Greyhound Air
- Founded: 1996
- Ceased operations: 1997
- Hubs: Winnipeg
- Focus cities: Calgary Edmonton Hamilton Kelowna Ottawa Toronto Vancouver
- Fleet size: 7
- Parent company: Greyhound Canada
- Headquarters: Calgary

= Greyhound Air =

Canadian airline

Greyhound Air was a short-lived Canadian discount airline. Launched by Greyhound Canada, the airline ceased 14 months later in September 1997, when Laidlaw acquired the Canadian bus line.

==Proposal==
Greyhound USA had suffered the incursion of the low-cost air offensive. In Canada, WestJet appeared increasingly threatening. Growth prospects depended upon luring more car users onto Greyhound buses and airplanes. The target market was leisure and cost-conscious travellers, who would typically drive between medium-sized Canadian cities.
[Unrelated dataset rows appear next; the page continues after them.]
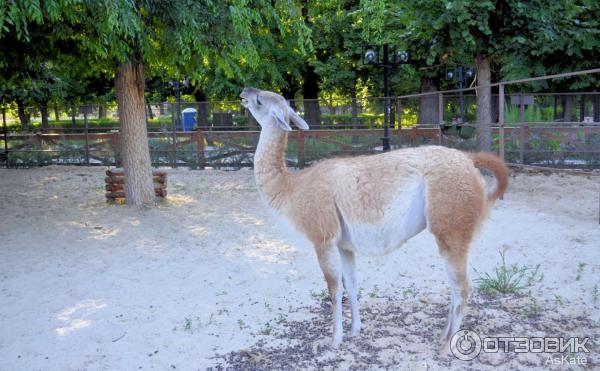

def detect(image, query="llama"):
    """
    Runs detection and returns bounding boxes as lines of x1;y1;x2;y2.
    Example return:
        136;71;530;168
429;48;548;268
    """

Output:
240;88;508;348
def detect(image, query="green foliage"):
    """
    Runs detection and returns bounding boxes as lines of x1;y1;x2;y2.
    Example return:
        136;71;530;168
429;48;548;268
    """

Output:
474;251;543;294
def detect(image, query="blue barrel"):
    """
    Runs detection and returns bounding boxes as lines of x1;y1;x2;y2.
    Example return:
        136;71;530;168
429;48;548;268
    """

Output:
181;108;196;131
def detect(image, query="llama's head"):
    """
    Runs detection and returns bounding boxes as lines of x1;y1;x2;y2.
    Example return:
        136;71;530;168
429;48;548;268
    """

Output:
240;88;308;131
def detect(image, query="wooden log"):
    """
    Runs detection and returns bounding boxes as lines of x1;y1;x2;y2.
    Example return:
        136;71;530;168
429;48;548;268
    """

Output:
105;189;167;199
104;183;167;191
106;169;167;177
104;176;167;184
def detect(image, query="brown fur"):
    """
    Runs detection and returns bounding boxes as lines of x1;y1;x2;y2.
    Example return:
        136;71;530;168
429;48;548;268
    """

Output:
242;89;508;346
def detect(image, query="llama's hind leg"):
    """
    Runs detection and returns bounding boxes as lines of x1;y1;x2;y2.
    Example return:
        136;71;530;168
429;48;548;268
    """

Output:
339;248;361;336
437;238;471;346
316;245;344;348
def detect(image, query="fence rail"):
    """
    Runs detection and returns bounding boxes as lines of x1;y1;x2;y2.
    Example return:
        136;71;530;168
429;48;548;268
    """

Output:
4;124;600;169
0;69;600;168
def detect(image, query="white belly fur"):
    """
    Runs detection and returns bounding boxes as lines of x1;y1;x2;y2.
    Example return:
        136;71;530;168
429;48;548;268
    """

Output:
339;182;427;255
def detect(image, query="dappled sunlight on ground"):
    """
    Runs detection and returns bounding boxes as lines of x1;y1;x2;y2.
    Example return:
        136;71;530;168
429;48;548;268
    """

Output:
55;299;106;336
158;194;197;208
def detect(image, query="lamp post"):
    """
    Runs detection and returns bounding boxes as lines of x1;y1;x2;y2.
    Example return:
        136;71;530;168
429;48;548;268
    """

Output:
446;65;475;124
363;44;410;151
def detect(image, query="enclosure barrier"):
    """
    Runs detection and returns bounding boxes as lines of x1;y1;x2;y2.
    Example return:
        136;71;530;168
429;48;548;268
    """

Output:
0;69;600;169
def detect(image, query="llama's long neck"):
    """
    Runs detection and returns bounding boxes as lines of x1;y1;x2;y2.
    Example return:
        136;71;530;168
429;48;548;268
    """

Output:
254;124;291;208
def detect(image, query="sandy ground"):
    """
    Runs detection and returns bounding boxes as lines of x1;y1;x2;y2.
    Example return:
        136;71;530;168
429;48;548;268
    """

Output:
0;167;600;370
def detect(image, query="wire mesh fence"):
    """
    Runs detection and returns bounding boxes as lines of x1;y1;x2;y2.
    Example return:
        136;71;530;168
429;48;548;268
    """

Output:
0;78;600;169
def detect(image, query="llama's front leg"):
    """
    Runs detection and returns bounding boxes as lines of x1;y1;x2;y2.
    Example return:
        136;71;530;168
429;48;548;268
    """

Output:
438;239;471;347
316;245;344;348
340;248;361;336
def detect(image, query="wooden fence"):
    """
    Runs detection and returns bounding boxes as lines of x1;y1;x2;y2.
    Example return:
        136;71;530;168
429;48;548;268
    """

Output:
0;124;600;169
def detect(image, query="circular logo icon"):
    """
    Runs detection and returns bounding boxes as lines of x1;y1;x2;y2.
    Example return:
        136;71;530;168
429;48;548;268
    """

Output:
450;330;481;361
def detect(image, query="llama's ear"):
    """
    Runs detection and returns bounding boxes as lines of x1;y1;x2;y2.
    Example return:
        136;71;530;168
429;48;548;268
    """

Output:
288;107;309;130
271;107;292;131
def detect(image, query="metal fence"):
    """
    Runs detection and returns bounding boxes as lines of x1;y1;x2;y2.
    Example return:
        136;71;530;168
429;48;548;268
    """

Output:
0;69;600;168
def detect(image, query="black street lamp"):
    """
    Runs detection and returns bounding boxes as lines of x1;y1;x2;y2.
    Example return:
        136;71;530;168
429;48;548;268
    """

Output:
363;44;410;151
446;65;475;124
169;79;189;127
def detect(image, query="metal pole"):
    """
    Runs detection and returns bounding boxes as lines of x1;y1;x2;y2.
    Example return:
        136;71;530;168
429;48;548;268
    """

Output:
498;84;504;160
519;94;525;165
2;108;9;169
457;66;465;124
83;106;90;166
438;93;444;146
381;44;390;152
171;101;177;168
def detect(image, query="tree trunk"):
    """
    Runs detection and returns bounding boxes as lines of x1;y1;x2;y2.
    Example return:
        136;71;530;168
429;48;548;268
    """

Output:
281;81;296;109
563;95;574;122
115;62;156;206
98;104;106;119
40;102;48;130
17;98;29;130
417;77;439;125
476;54;492;152
302;64;321;129
194;88;210;130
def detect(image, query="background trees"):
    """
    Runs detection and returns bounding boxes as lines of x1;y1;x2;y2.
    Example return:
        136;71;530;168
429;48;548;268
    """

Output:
0;0;600;205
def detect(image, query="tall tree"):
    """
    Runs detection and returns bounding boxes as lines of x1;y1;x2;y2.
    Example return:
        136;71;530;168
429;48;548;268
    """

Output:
0;0;305;206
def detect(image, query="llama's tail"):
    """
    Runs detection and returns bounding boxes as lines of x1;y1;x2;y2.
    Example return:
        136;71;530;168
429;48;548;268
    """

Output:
469;152;510;202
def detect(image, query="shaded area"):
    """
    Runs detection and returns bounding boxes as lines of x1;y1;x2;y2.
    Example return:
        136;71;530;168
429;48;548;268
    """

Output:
215;294;600;370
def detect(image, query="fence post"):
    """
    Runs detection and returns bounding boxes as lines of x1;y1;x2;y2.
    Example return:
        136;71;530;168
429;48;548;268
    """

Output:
396;98;402;148
2;108;10;169
171;106;179;168
296;130;305;169
83;106;90;166
194;129;205;169
112;131;121;167
519;94;525;165
498;84;504;160
438;93;444;146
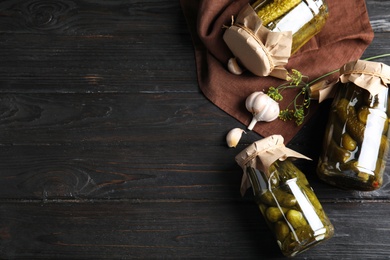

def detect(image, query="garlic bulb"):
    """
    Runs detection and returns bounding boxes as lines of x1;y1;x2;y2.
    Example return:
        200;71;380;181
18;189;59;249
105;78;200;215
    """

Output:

Theoretically, the existing Greyhound bus routes could seamlessly connect into air travel, providing a comprehensive yet affordable travel network. In late 1995, Greyhound announced its intention to launch a discount airline to complement its coach network.

==Operations==
Kelowna Flightcraft, a cargo operator at the time based out of Kelowna, provided jet passenger aircraft and crew. However, because KF held the domestic airline licence, Greyhound could not legally display its name on the aircraft. The airline ran a notable ad campaign which featured a Greyhound dog lifting its leg to urinate against the wheel of an airplane. During September 1996, a price war erupted with competitors. Although Greyhound experienced load factors exceeding 80 per cent, it sustained a loss of $10M during the first five months of operation.

==Destinations==
Flying out of its Winnipeg hub, scheduled flight destinations were:

- Calgary
- Edmonton
- Hamilton
- Kelowna
- Ottawa
- Toronto
- Vancouver

==Fleet==
The fleet comprised seven Boeing 727-200s. The archaic 727s experienced high operating costs, requiring a third crew member in the cockpit and were also less fuel efficient than WestJet’s Boeing 737s.

==Shortcomings==
Bypassing travel agents until April 1997, which sold 80 per cent of airline tickets at the time, automatically excluded a large passenger base. Logistically, weaving air service into the existing bus network was not only complex but impractical. The hub-and-spoke model through Winnipeg increased passenger travel time, offering a less appealing experience than a point-to-point system. Foreign ownership issues hampered obtaining a domestic airline licence, delaying the launch by several months and missing out on the lucrative early-summer traffic.